The plant is located on the site of the old Norris Paper mill. In fact, I suspect that portions of the original mill buildings were incorporated into the new plant. But that is speculation on my part. The photo above (dated from late November 2007) shows the bulk of the shingle plant with the railroad entering from the south of town to the far left. It was the day after Thanksgiving when I took this shot, which explains the lack of rail cars and other activity. The original passenger depot stood where the main storage tanks are in the middle of the photo. It straddled the canal and was a typical wooden design of the era. It was destroyed in the 1913 flood that nearly wiped out the whole line. A replacement was built in 1914-15 on the same spot. This one was moved north to Metamora, Indiana in 1991 so that Owens Corning could expand their parking lot as shown.

The appeal of this area for me is in its simplicity. The track arrangement is pretty basic. The red building barely visible in the background is the enginehouse and general office. Most of the turnouts here are #10s, which is what I used on the layout as well. An old refrigerator car (not visible) was used for storage. I plan to incorporate this scene into the layout across from the feed mill.
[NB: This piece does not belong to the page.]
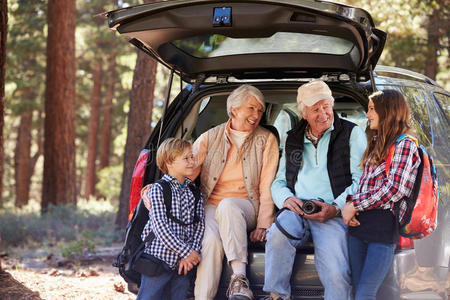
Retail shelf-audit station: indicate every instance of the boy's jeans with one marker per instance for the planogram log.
(154, 288)
(370, 263)
(331, 255)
 As noted above, the line enters town from the south, hugging the riverbank in the process. Originally, the trackage consisted of a lap siding. This is still partially in place and has been added to for the enginehouse tracks. Cars for the plant are stored wherever there’s room during peak production season. I’ve seen them everyplace, even on the enginehouse leads. Most in-plant switching is done with a trackmobile rather than the loco. Since crews like to keep the engine on the front of the train for the 26 mile trip to and from VJ, they will often do a flying switch maneuver at the far southern end of the siding rather than run around the block of cars. They will then locate the cars so the trackmobile can get to them as needed.